JUST 17 MONTHS TO BRIDGE THE GAP

Yet, despite all this, as per the latest UNAIDS report, there are 37.9 million people living with HIV (PLHIV) out of which 14.6 million are still not able to access antiretroviral therapy (ART). In 2018 there were 1.8 million new infections (5,000 new HIV infections each day) – which was just 0.1 million less as compared to 2017. Thus the global reduction in new HIV infections are off the 90-90-90 targets for 2020. It has to be brought down to 0.5 million by 2020 in order to achieve the 90-90-90 targets of UNAIDS. In fact, there is a gap of 7.7 million to reach all the three 90s of these targets. And we have just 17 months to bridge this gap.

“It is high time to set our eyes, not on just the 2020 targets but on the targets to end AIDS by 2030, which are 100% of people living with HIV must know their status, 100% of people living with HIV must get ART, and 100% of HIV positive people must be virally suppressed and new HIV transmission rate must be zero”, said Dr Ishwar Gilada, Governing Council member of International AIDS Society (IAS) and President of AIDS Society of India.

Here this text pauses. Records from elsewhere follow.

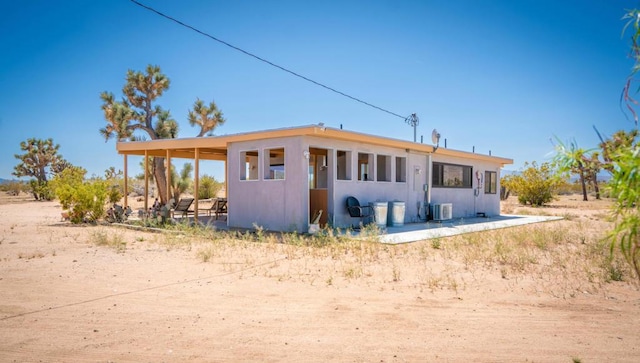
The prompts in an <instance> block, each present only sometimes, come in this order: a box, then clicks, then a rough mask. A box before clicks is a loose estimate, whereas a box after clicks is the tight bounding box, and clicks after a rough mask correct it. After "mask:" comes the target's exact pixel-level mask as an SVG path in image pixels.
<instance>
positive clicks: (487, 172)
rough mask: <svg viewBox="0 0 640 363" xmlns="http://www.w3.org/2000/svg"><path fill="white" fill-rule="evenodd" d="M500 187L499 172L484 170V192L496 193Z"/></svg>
mask: <svg viewBox="0 0 640 363" xmlns="http://www.w3.org/2000/svg"><path fill="white" fill-rule="evenodd" d="M497 189H498V173H496V172H495V171H485V172H484V192H485V194H496V193H497Z"/></svg>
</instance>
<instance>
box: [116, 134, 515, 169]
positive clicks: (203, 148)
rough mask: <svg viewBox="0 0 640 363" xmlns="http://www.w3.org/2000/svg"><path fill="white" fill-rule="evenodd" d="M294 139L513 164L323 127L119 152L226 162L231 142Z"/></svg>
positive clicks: (132, 148)
mask: <svg viewBox="0 0 640 363" xmlns="http://www.w3.org/2000/svg"><path fill="white" fill-rule="evenodd" d="M292 136H315V137H322V138H327V139H333V140H345V141H352V142H354V141H355V142H362V143H367V144H372V145H379V146H385V147H395V148H400V149H405V150H407V152H411V151H412V152H418V153H425V154H441V155H447V156H455V157H461V158H467V159H472V160H484V161H490V162H494V163H500V165H501V166H504V165H508V164H513V159H509V158H503V157H497V156H491V155H484V154H476V153H471V152H466V151H460V150H454V149H447V148H443V147H440V148H436V147H434V146H433V145H428V144H421V143H416V142H411V141H405V140H399V139H392V138H388V137H382V136H375V135H369V134H364V133H359V132H354V131H347V130H342V129H335V128H329V127H325V126H321V125H308V126H300V127H291V128H283V129H273V130H265V131H253V132H247V133H240V134H232V135H221V136H212V137H191V138H181V139H161V140H150V141H120V142H118V143H117V144H116V150H117V151H118V153H119V154H122V155H138V156H145V155H147V156H158V157H165V156H167V152H169V153H170V155H171V157H172V158H186V159H195V158H196V150H197V154H198V158H199V159H202V160H222V161H224V160H226V159H227V148H228V145H229V144H230V143H234V142H243V141H252V140H264V139H271V138H280V137H292Z"/></svg>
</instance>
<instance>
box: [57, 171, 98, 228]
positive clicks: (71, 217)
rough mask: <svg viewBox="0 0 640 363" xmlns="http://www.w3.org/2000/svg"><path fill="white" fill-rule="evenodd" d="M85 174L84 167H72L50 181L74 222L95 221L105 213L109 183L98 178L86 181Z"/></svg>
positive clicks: (57, 195)
mask: <svg viewBox="0 0 640 363" xmlns="http://www.w3.org/2000/svg"><path fill="white" fill-rule="evenodd" d="M85 174H86V171H85V170H84V169H82V168H79V167H70V168H67V169H65V170H64V171H62V172H61V173H59V174H57V175H56V176H55V177H54V178H53V180H51V181H50V182H49V184H50V186H51V189H52V190H53V191H54V192H55V195H56V196H57V197H58V199H59V200H60V204H62V207H63V208H64V209H66V210H68V211H69V220H70V221H71V222H72V223H82V222H95V221H96V220H98V219H100V218H102V216H104V213H105V211H104V206H105V203H106V201H107V198H108V196H109V190H108V188H107V183H106V182H105V181H104V180H102V179H98V178H96V179H93V180H90V181H85V180H84V175H85Z"/></svg>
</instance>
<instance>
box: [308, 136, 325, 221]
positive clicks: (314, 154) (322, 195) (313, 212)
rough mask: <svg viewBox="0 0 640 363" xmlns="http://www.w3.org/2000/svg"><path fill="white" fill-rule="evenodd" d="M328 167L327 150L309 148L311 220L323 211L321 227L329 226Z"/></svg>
mask: <svg viewBox="0 0 640 363" xmlns="http://www.w3.org/2000/svg"><path fill="white" fill-rule="evenodd" d="M327 165H328V160H327V150H326V149H317V148H309V220H310V221H311V219H312V218H313V217H314V216H315V215H316V213H317V212H318V211H320V210H321V211H322V215H321V217H320V226H321V227H324V226H325V225H326V224H327V215H328V206H329V195H328V180H329V178H328V175H329V168H328V166H327Z"/></svg>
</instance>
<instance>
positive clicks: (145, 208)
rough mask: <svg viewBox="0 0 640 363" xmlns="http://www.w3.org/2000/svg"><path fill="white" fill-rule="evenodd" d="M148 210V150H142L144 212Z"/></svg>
mask: <svg viewBox="0 0 640 363" xmlns="http://www.w3.org/2000/svg"><path fill="white" fill-rule="evenodd" d="M148 210H149V151H148V150H145V151H144V212H145V213H147V211H148Z"/></svg>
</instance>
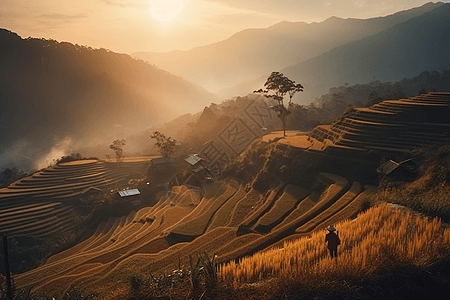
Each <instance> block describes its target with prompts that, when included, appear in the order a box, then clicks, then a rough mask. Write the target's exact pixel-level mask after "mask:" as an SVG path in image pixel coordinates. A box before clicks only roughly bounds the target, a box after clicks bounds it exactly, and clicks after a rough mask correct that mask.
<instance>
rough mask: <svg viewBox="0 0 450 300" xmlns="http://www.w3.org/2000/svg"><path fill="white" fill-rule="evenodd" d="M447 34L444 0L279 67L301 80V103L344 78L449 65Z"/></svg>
mask: <svg viewBox="0 0 450 300" xmlns="http://www.w3.org/2000/svg"><path fill="white" fill-rule="evenodd" d="M449 36H450V4H443V5H440V6H439V7H438V8H435V9H433V10H431V11H429V12H427V13H424V14H423V15H421V16H418V17H415V18H411V19H409V20H408V21H406V22H403V23H400V24H397V25H396V26H394V27H391V28H389V29H387V30H384V31H382V32H380V33H377V34H374V35H372V36H369V37H365V38H362V39H360V40H357V41H353V42H349V43H347V44H345V45H342V46H339V47H336V48H335V49H332V50H330V51H328V52H326V53H324V54H321V55H319V56H317V57H314V58H312V59H309V60H307V61H304V62H301V63H298V64H296V65H293V66H290V67H288V68H285V69H282V70H280V71H281V72H282V73H283V74H284V75H286V76H288V77H289V78H291V79H293V80H295V81H296V82H300V83H302V85H303V86H304V87H305V89H304V92H303V93H301V95H299V96H298V98H297V99H300V101H299V100H297V101H299V102H301V103H303V104H307V103H309V102H311V101H312V100H313V99H314V98H315V97H317V96H320V95H322V94H324V93H326V92H327V91H328V89H329V88H331V87H338V86H341V85H344V84H345V83H348V84H350V85H353V84H364V83H369V82H372V81H374V80H379V81H382V82H389V81H391V82H394V81H400V80H402V79H403V78H411V77H414V76H416V75H417V74H420V73H421V72H423V71H439V72H442V71H443V70H444V69H449V68H450V57H449V55H448V53H450V39H449ZM266 79H267V76H261V77H260V78H258V79H256V80H253V81H249V82H245V83H243V84H240V85H238V86H236V87H235V88H234V89H231V90H230V91H229V92H230V93H233V94H236V95H239V94H247V93H249V92H251V91H253V90H254V89H256V88H259V87H261V86H262V85H263V84H264V82H265V80H266Z"/></svg>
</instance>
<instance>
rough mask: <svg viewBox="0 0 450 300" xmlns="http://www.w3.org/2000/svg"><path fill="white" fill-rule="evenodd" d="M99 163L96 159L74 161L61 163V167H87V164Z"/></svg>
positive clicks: (58, 164) (60, 164) (97, 160)
mask: <svg viewBox="0 0 450 300" xmlns="http://www.w3.org/2000/svg"><path fill="white" fill-rule="evenodd" d="M96 162H98V160H96V159H82V160H74V161H69V162H65V163H59V164H58V165H59V166H80V165H87V164H93V163H96Z"/></svg>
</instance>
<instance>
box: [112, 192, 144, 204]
mask: <svg viewBox="0 0 450 300" xmlns="http://www.w3.org/2000/svg"><path fill="white" fill-rule="evenodd" d="M117 194H119V196H120V198H127V197H131V198H130V203H131V204H132V205H133V206H138V205H139V204H141V198H140V195H141V192H140V191H139V190H138V189H129V190H123V191H118V192H117Z"/></svg>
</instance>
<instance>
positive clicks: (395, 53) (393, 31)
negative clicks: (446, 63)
mask: <svg viewBox="0 0 450 300" xmlns="http://www.w3.org/2000/svg"><path fill="white" fill-rule="evenodd" d="M449 6H450V5H449V4H444V3H431V2H430V3H427V4H425V5H423V6H420V7H417V8H413V9H410V10H406V11H401V12H398V13H395V14H392V15H389V16H386V17H378V18H371V19H342V18H337V17H331V18H329V19H327V20H325V21H323V22H320V23H311V24H307V23H304V22H281V23H278V24H275V25H273V26H271V27H268V28H261V29H247V30H244V31H241V32H238V33H236V34H234V35H233V36H231V37H230V38H229V39H227V40H224V41H221V42H218V43H215V44H211V45H206V46H202V47H197V48H193V49H191V50H188V51H173V52H168V53H151V52H140V53H133V54H132V55H134V56H137V57H140V58H142V59H144V60H148V61H151V62H152V63H154V64H156V65H158V66H159V67H161V68H162V69H164V70H167V71H169V72H171V73H173V74H177V75H179V76H182V77H183V78H186V79H188V80H190V81H192V82H195V83H197V84H199V85H201V86H202V87H204V88H205V89H207V90H209V91H212V92H215V93H217V94H218V95H220V96H221V97H233V96H237V95H246V94H248V93H251V92H252V91H253V90H254V89H257V88H260V87H262V85H263V84H264V82H265V79H267V77H268V76H269V75H270V73H271V72H272V71H282V72H285V73H286V74H285V75H289V76H292V78H291V79H293V80H295V81H296V82H300V83H302V85H304V86H305V92H304V93H303V94H300V95H298V96H296V97H297V101H298V102H301V103H303V104H306V103H309V102H311V101H312V100H314V97H315V96H318V95H321V94H323V93H326V92H327V89H329V88H330V87H333V86H339V85H342V84H344V83H350V84H354V83H368V82H369V81H372V80H374V79H375V80H381V81H398V80H401V79H402V78H405V77H413V76H416V75H417V74H420V73H421V72H422V71H427V70H428V71H432V70H438V71H442V69H443V68H445V64H443V62H445V59H447V62H448V56H447V54H445V53H448V49H449V48H448V39H446V38H444V39H443V37H444V36H448V30H449V23H450V22H449V19H450V14H449V13H448V9H449ZM446 34H447V35H446ZM430 43H431V44H430ZM427 52H429V53H430V54H429V55H428V54H427ZM405 54H406V55H405ZM431 55H433V56H434V57H433V58H430V57H428V56H431ZM352 57H355V59H352ZM412 59H413V60H412ZM392 62H396V64H394V65H392V67H390V68H389V67H387V66H389V65H391V64H392ZM367 66H370V67H371V68H372V67H375V68H376V67H377V66H380V68H379V69H377V70H373V69H371V68H369V69H367ZM394 69H395V70H394Z"/></svg>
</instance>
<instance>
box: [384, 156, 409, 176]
mask: <svg viewBox="0 0 450 300" xmlns="http://www.w3.org/2000/svg"><path fill="white" fill-rule="evenodd" d="M416 166H417V165H416V164H415V163H414V161H413V160H412V158H410V159H407V160H404V161H401V162H396V161H393V160H392V159H390V160H389V161H387V162H385V163H384V164H382V165H381V166H379V167H378V168H377V172H378V173H379V174H384V175H389V174H391V173H392V172H393V171H394V170H396V169H397V168H399V167H401V168H403V169H405V170H407V171H410V172H411V173H414V172H415V171H416Z"/></svg>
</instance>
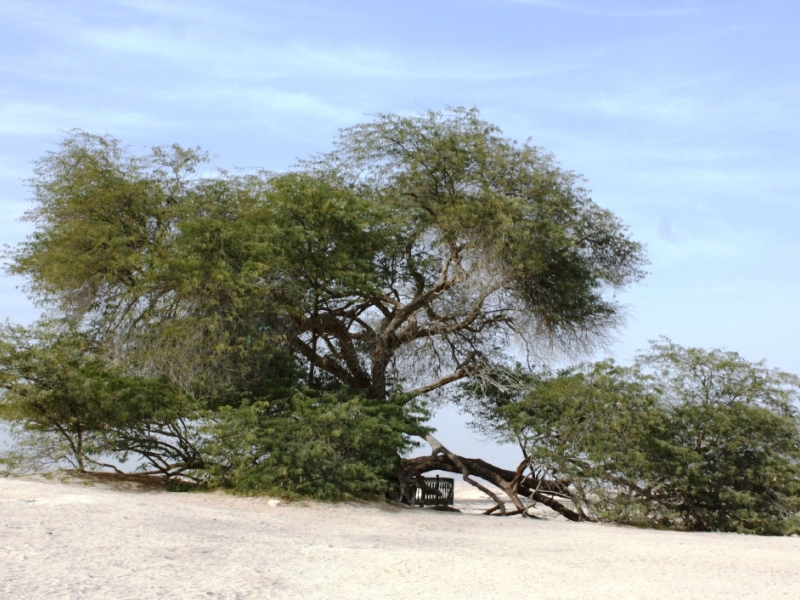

While conceding that some places (like Thailand, Malawi, New South Wales, London and San Francisco) have dramatically reduced HIV incidence and mortality, Dr Adeeba Kamarulzaman, President-elect of IAS and Dean, Faculty of Medicine, University of Malaya, Malaysia, rued that there are many countries where uptake and scale-up of prevention and treatment programmes have been slow. She cited HIV associated stigma, criminalisation of sex work and of men who have sex with men, lack of sustainable funding and political inertia, as the biggest barriers in implementing evidence-based interventions to prevent and treat HIV.

Echoing similar sentiments, Dr N Kumarasamy, Director of Infectious Diseases Medical Centre at VHS Hospital, Chennai said that the required science and biomedical tools are available to achieve this target, but challenges around linkages and retention should be addressed.

SEIZE THIS OPPORTUNITY THAT WE HAVE NOW

In the words of Dr Quarraisha Abdool Karim, Associate Scientific Director, CAPRISA, South Africa and UNAIDS Special Ambassador for Adolescents and HIV: ‘We have the evidence to achieve HIV control, an important first step. But we need to do much more to realize this goal. We need to sustain and expand current achievements in treatment and enhance prevention efforts; we need to reach those we have been unable to reach; we need local, national and international political commitment; we need partnerships with communities and the private sector; we need innovations to improve current treatment and prevention modalities, and for a vaccine and a cure; and we need an appreciation that investments today will be more cost-effective with massive human capital gains compared to finances that will be needed in the future if current trajectories remain unchanged. We need to seize this opportunity that we have now.”

And as someone said, it is not simple anywhere but possible everywhere. We are aiming to reach there and we will get there, provided policymakers know the cost of inaction and prevent the epidemic of bad policies from blocking the path that leads to an AIDS-free world.